Friday, November 12, 2004
MCAS performance spurs curriculum changes
Results from last year's MCAS (Massachusetts Comprehensive Assessment System) tests raised concerns at the Carlisle School. In general the Carlisle School does extremely well, with test scores placing the district near the top of elementary and middle schools in Massachusetts. But a disturbing pattern has emerged, according to Superintendent Marie Doyle, speaking at the November 3 Carlisle School Committee meeting. The current fifth-grade class, which took the test as fourth-graders last year, placed 110th out of 298 districts in the state, lower than expected. This has matched a pattern seen with the same class over four years, Doyle explained in a note to parents.
The key problem area was the "open ended" questions, in which the students must write an answer after reading text, citing examples from the material. These types of questions appear on all MCAS tests, including math and language arts. Students will need more instruction on answering these types of questions, Math Specialist Elizabeth Perry explained. Expressing concern that the students would be taught "to the test," committee member David Dockterman said, "I hate that concept. Don't fall into test-taking." "We won't teach to the test," Doyle replied, "but we don't want kids to be surprised by questions they've never done before."
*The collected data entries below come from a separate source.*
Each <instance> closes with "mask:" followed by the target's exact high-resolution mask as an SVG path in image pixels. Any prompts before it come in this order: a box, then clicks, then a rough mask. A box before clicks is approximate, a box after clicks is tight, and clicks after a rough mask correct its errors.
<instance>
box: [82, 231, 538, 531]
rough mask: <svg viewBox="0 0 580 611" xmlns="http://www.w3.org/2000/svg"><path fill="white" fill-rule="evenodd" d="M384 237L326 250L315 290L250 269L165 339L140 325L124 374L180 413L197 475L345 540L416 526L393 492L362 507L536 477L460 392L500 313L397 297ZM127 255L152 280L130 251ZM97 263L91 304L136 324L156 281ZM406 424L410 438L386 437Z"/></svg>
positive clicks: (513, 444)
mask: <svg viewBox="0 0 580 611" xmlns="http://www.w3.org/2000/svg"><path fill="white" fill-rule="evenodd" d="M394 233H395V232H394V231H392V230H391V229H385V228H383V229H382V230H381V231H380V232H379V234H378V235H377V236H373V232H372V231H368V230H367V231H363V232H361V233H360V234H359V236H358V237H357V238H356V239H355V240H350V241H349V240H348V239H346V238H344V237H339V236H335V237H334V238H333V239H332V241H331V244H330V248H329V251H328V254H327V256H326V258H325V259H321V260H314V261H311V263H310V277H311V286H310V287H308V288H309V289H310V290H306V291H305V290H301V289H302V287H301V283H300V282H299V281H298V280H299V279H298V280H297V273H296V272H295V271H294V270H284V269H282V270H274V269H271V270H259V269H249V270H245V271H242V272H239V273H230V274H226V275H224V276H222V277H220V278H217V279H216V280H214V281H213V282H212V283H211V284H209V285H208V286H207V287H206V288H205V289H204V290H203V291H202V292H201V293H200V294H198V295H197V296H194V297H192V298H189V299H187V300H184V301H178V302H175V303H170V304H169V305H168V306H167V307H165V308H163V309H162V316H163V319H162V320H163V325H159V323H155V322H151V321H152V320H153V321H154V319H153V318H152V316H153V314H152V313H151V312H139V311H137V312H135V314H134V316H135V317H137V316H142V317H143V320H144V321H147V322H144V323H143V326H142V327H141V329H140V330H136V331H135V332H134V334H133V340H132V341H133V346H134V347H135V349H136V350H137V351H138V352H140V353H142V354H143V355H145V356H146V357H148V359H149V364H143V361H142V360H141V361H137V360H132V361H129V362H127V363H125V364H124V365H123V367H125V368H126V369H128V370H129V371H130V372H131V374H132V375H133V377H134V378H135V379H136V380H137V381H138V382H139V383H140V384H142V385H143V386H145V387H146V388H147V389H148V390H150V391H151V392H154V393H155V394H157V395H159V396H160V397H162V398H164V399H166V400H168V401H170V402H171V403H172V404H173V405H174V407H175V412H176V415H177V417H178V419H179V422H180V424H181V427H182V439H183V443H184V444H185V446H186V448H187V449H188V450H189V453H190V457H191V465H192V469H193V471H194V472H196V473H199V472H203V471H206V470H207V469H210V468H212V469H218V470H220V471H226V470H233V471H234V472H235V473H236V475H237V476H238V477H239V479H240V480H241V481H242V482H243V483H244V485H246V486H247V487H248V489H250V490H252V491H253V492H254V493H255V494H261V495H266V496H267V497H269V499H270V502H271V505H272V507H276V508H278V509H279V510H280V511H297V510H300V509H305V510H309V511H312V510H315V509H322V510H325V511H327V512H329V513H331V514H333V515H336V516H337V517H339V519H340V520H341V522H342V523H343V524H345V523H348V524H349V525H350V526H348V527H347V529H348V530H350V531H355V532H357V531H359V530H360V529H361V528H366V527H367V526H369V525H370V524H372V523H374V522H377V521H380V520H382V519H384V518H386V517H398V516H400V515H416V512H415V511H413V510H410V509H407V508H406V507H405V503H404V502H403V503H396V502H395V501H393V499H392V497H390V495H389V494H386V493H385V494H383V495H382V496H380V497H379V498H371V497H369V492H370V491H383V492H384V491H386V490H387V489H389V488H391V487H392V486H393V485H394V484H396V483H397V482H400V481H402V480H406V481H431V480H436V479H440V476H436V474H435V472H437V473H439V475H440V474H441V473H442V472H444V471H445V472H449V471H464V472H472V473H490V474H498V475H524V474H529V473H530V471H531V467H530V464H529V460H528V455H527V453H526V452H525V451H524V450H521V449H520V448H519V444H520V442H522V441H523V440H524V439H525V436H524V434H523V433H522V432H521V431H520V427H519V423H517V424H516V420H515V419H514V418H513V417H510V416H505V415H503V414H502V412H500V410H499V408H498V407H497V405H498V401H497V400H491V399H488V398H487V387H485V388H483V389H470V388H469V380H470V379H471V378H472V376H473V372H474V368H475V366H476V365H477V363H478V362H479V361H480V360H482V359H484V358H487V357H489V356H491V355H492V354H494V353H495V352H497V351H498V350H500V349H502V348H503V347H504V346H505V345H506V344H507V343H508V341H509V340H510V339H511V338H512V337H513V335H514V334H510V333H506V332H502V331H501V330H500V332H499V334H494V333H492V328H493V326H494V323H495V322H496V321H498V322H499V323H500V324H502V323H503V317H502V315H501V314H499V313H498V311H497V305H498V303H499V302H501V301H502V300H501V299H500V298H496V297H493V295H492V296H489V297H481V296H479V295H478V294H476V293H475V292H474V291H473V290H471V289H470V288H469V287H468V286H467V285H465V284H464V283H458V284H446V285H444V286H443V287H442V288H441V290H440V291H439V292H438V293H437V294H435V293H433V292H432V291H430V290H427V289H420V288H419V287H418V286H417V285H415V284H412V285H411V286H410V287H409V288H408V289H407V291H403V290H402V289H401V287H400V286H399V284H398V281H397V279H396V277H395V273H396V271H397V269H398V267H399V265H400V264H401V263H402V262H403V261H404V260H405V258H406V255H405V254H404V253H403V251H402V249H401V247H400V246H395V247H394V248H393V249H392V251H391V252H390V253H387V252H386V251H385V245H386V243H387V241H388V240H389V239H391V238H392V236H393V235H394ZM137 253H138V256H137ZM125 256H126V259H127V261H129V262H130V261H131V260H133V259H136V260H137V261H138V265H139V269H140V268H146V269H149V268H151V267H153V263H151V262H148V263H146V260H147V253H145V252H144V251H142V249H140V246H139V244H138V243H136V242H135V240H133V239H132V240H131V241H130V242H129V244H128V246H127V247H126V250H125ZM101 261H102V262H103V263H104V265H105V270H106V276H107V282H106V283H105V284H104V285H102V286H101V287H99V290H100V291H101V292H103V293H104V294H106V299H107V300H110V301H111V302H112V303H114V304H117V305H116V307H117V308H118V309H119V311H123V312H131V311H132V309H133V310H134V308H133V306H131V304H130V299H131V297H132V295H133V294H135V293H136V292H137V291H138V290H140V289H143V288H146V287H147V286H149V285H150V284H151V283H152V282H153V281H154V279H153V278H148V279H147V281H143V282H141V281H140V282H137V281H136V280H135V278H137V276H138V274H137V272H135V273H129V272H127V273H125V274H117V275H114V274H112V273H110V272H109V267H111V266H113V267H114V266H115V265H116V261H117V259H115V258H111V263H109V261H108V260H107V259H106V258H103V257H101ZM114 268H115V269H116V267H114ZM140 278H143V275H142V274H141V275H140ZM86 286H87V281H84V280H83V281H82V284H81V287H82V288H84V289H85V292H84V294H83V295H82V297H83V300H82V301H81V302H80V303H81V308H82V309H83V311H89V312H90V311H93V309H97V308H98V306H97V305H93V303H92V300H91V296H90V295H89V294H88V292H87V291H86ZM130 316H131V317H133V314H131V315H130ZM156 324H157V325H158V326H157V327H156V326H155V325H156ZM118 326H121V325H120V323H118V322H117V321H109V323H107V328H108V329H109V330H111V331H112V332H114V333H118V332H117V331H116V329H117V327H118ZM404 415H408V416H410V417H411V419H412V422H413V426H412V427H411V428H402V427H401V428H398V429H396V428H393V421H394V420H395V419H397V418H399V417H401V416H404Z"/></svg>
As a result of the scores, the fifth-grade team presented a sixteen-point action plan to the school committee. Highlights of the plan include:
· reviewing gaps in the curriculum, including the Everyday Math program, "embedding" the types of questions seen on the tests, as Perry explained;
· reinforcing math drill work and critical thinking;
· "increasing awareness of student and teacher responsibility regarding behavior that impacts the learning environment";
· adding a fifth-grade homework club;
· emphasizing positive reinforcement during Open Circle.
Doyle thanked the Carlisle Education Foundation for funding the new fifth-grade homework club.
Doyle met with fifth-grade parents at the end of October to explain the results and the steps that will be taken to target the areas identified as problems. "Most parents left the meeting feeling better. It was a good meeting; we feel good about what the school is doing," said fifth-grade parent Lisa Harris at the School Committee meeting.
The class is a "bubble group," with an average of 22 students for each class. The Middle School Task Force is preparing to present a middle school teaching model for the next year's sixth grade which will lower class sizes.